The etiology of acute pancreatitis may have a crucial impact on treatment policy as well as the severity assessment, and it should be determined promptly and accurately. It is particularly important to differentiate acute gallstone pancreatitis, which requires treatment of the biliary system, from acute alcoholic pancreatitis, which requires a different form of treatment (Recommendation A)
Abdominal US should be performed immediately with the start of treatment in order to detect the presence of abnormal findings associated with the etiology of acute pancreatitis, such as gallstones or dilated bile ducts.
If acute gallstone pancreatitis is accompanied by jaundice, liver disorders, or cholangiectasis, and where cholecholithiasis is suspected, ERCP is required immediately after the onset, but it should be performed only for the purpose of endoscopic treatment, sphincterotomy, and biliary drainage.

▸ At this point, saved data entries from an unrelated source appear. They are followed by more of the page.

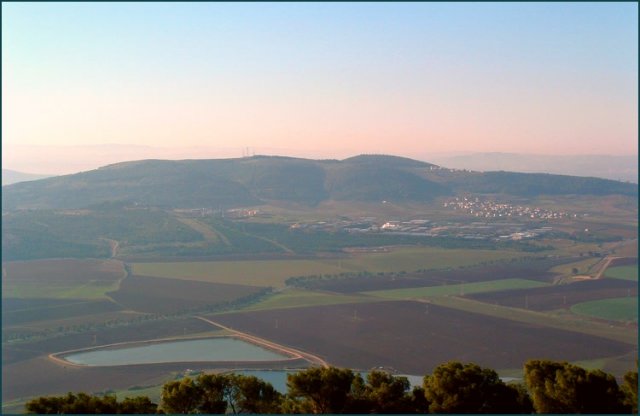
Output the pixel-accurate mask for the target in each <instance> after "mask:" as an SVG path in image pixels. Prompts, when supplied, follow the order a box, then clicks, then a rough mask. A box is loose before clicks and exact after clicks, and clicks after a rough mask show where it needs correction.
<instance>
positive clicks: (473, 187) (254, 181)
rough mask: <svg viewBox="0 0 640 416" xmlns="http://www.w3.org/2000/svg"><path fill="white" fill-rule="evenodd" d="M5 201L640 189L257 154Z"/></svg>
mask: <svg viewBox="0 0 640 416" xmlns="http://www.w3.org/2000/svg"><path fill="white" fill-rule="evenodd" d="M2 191H3V198H2V207H3V209H5V210H7V209H8V210H11V209H36V208H83V207H87V206H91V205H95V204H100V203H103V202H106V201H129V202H138V203H141V204H146V205H153V206H159V207H167V208H192V207H213V208H229V207H237V206H250V205H256V204H260V203H262V202H264V201H269V200H280V201H291V202H296V203H301V204H306V205H315V204H318V203H319V202H322V201H324V200H331V199H333V200H357V201H380V200H389V201H393V202H404V201H430V200H432V199H433V198H435V197H438V196H444V195H455V194H458V193H461V192H463V193H494V194H495V193H498V194H510V195H517V196H537V195H557V194H591V195H610V194H621V195H629V196H637V195H638V185H636V184H630V183H623V182H617V181H612V180H606V179H597V178H584V177H575V176H562V175H548V174H525V173H510V172H486V173H481V172H469V171H459V170H450V169H446V168H441V167H439V166H436V165H433V164H430V163H425V162H420V161H417V160H412V159H407V158H402V157H396V156H385V155H361V156H356V157H352V158H349V159H345V160H341V161H338V160H311V159H298V158H290V157H279V156H254V157H250V158H240V159H213V160H180V161H169V160H142V161H135V162H124V163H118V164H114V165H109V166H105V167H102V168H100V169H96V170H92V171H87V172H82V173H77V174H73V175H65V176H58V177H53V178H47V179H42V180H38V181H32V182H25V183H18V184H13V185H8V186H4V187H3V190H2Z"/></svg>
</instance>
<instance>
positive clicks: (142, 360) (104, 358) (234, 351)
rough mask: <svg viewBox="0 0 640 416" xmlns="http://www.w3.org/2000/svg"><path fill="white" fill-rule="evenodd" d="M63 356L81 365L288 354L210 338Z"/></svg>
mask: <svg viewBox="0 0 640 416" xmlns="http://www.w3.org/2000/svg"><path fill="white" fill-rule="evenodd" d="M63 358H64V359H65V360H67V361H69V362H72V363H74V364H80V365H89V366H113V365H130V364H158V363H177V362H203V361H215V362H238V361H280V360H286V359H288V358H290V357H288V356H285V355H282V354H278V353H276V352H273V351H270V350H267V349H265V348H262V347H259V346H257V345H254V344H250V343H248V342H244V341H241V340H238V339H235V338H209V339H198V340H190V341H172V342H162V343H154V344H146V345H138V346H135V347H127V348H109V349H97V350H92V351H84V352H78V353H73V354H69V355H66V356H64V357H63Z"/></svg>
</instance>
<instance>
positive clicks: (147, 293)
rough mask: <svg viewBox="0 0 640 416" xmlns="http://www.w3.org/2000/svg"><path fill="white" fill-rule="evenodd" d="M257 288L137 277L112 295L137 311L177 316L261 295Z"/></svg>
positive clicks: (112, 293) (201, 282) (131, 307)
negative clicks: (212, 306) (176, 315)
mask: <svg viewBox="0 0 640 416" xmlns="http://www.w3.org/2000/svg"><path fill="white" fill-rule="evenodd" d="M262 290H263V289H262V288H259V287H255V286H246V285H231V284H225V283H207V282H198V281H190V280H178V279H166V278H157V277H149V276H138V275H133V276H130V277H128V278H126V279H125V280H124V281H123V282H122V284H121V285H120V288H119V289H118V290H117V291H115V292H110V293H109V296H111V297H112V298H113V300H114V301H116V302H117V303H118V304H119V305H122V306H123V307H125V308H127V309H131V310H133V311H137V312H147V313H158V314H174V313H178V312H184V311H187V310H195V309H201V308H203V307H207V306H215V305H220V304H227V303H231V302H234V301H238V300H239V299H241V298H246V297H249V296H252V295H257V294H259V293H260V292H261V291H262Z"/></svg>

ERCP should be performed in patients with acute gallstone pancreatitis who are strongly suspected of having gallstones, but only for the purposes of determining etiology and performing endoscopic treatment. ERCP has several risk factors (level 2b).44 Because ERCP may exacerbate the inflammation at the onset of acute pancreatitis, it should be performed only for limited indications. The guidelines of the British Society of Gastroenterology recommend the performance of ERCP in patients with jaundice, liver disorders, or cholangioectasis, and in those who are strongly suspected of having cholecholithiasis and have had repeated attacks of pancreatitis.45 Patients with repeated attacks of pancreatitis may have anatomical disorders, such as malfusion of the biliary ducts or abnormal junction of the pancreatobiliary ducts, or they may have a tumor or choledocholithiasis. Because such features are difficult to visualize using other procedures, it is recommended that ERCP be performed as a standby procedure to differentiate the etiology of these disorders and complications.45
There is a report claiming that endoscopic US (EUS) can identify cholecholithiasis in 77.8% of patients whose etiology has not been identified by blood tests, US, and CT scanning (level 2b).46 EUS is indicated in any patient with severe acute pancreatitis in whom choledocholithiasis is strongly suspected, but it should be performed only after adequate evaluation of the patient’s general condition. ERCP should be performed without delay. Cases in which cholecholithiasis cannot be diagnosed by extracorporeal US are a good indication for EUS, after the attack subsides.